Depois de facilitar a vida do paulistano –que pode chamar um táxi, escapar do trânsito ou encontrar rapidinho um restaurante próximo–, a migração da internet para o celular passou a colaborar com a transformação do espaço público da cidade. Com acesso de qualquer lugar, as pessoas estão se mobilizando mais rapidamente e colaborando com mais frequência.

“Estamos nas ruas e vendo a internet, e não vendo as ruas pela internet. Somos o oposto dos ativistas de sofá”, afirma a arquiteta e produtora Laura Sobral, 29.

Com a ajuda da rede para divulgar atividades e criar um fórum de discussão, Laura fundou, em janeiro deste ano, um movimento para ocupar o árido largo da Batata, em Pinheiros, região oeste. Todas as sextas-feiras à noite, membros e simpatizantes do grupo A Batata Precisa de Você, que já beira 4.000 integrantes no Facebook, se reúnem no largo para conversar, ouvir música ao vivo e discutir por quais melhorias a área pode passar.

O movimento Minha Sampa também quer uma cidade mais aprazível. Criado em fevereiro deste ano, o grupo desenvolve ferramentas on-line para incentivar mobilizações e pressionar autoridades diretamente. Um desses instrumentos é o site de reivindicações Panela de Pressão (paneladepressao.nossascidades.org), que reúne propostas de usuários para transformar a cidade, entre elas uma que sugere que a avenida Paulista seja fechada aos domingos, como acontece com o Minhocão. Se concordar com a ideia, o usuário pode enviar na hora um e-mail à CET e ao prefeito Fernando Haddad para engrossar o coro.

Ao navegar no “Panela”, dá para ver as iniciativas consideradas vitoriosas pela plataforma, como o impedimento do vagão exclusivo para mulheres nos trens (vetado pelo governador Alckmin) e a proteção dos teatros pequenos ameaçados pela especulação imobiliária (em andamento na prefeitura).

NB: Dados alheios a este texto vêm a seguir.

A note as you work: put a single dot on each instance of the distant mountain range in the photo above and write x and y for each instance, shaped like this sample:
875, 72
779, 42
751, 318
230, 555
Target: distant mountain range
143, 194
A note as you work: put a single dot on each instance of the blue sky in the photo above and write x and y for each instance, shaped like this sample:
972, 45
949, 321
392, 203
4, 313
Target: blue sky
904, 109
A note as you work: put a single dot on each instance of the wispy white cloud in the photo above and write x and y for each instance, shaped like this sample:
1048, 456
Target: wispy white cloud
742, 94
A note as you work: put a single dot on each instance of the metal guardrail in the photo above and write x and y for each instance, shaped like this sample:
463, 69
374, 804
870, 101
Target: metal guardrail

“Damos suporte às mobilizações iniciadas por cidadãos, da concepção ao acompanhamento de resultados”, afirma Anna Livia Arida, 30, diretora do Minha Sampa. O projeto é irmão mais novo do Meu Rio, movimento criado há dois anos que reúne 130 mil cariocas, a maioria jovens.

Na mesma onda, o Hey! Sampa promove debates, passeios e atividades culturais para “valorizar o patrimônio da cidade e difundir a história dos bairros para seus moradores”. “As ferramentas digitais facilitam tanto para chamar a atenção da comunidade como para cobrar o poder público”, conta Paula Dias, 29, cofundadora da plataforma.

Outra iniciativa é o Wikipraça, movimento que pretende conclamar on-line pessoas para utilizar espaços públicos. O primeiro alvo é o largo do Arouche, na região central, onde um grupo encarou o calorão do sábado retrasado (11/10) para construir bancos de madeira. “Mais do que para se comunicar, a internet é um espaço para se organizar”, conta Bernardo Gutierrez, do Wikipraça.

Veterano se comparado a alguns exemplos citados nesta reportagem, o site SP Honesta virou hit ao mapear restaurantes bons e baratos. A página, criada no auge da discussão sobre os preços abusivos na cidade, no ano passado, é produzida com informações de usuários e deve virar aplicativo para celular.

Na rua, na praça ou no restaurante, o discurso é de união por uma cidade “colaborativa”. “A internet torna mais fácil a reunião de pessoas com interesses em comum. Sozinho é muito difícil fazer política. Mas, quando você tem pessoas ao seu redor, concretizar essas iniciativas fica muito mais fácil e divertido”, afirma Tatiana de Mello Dias, 28, uma das criadoras do SP Honesta.

Para a economista Ana Carla Fonseca, as relações entre público, privado e sociedade civil estão cada vez mais porosas. “É um movimento natural de pessoas, empresas e instituições que unem dois traços: trabalham na fronteira da vanguarda, ou seja, não esperam, e entendem que é preciso ser protagonista ou coprotagonista da mudança que defendem, em vez de passar a lista para os outros”, diz ela, que dirige a Garimpo de Ideias, empresa que gere conteúdos, projetos e iniciativas ligados à economia criativa.

Telefone sem fio
Três em cada quatro celulares vendidos no Brasil são smartphones. Dos quase 18 milhões de aparelhos que deixaram as lojas entre abril e junho de 2014, 4,6 milhões eram celulares simples e 13,3 milhões tinham acesso à internet. Não há dados da cidade de São Paulo. “Embora o brasileiro ainda fale mais ao celular do que utilize a internet no aparelho, esse hábito vem mudando”, diz João Paulo Bruder, gerente de telecom da consultoria IDC Brasil.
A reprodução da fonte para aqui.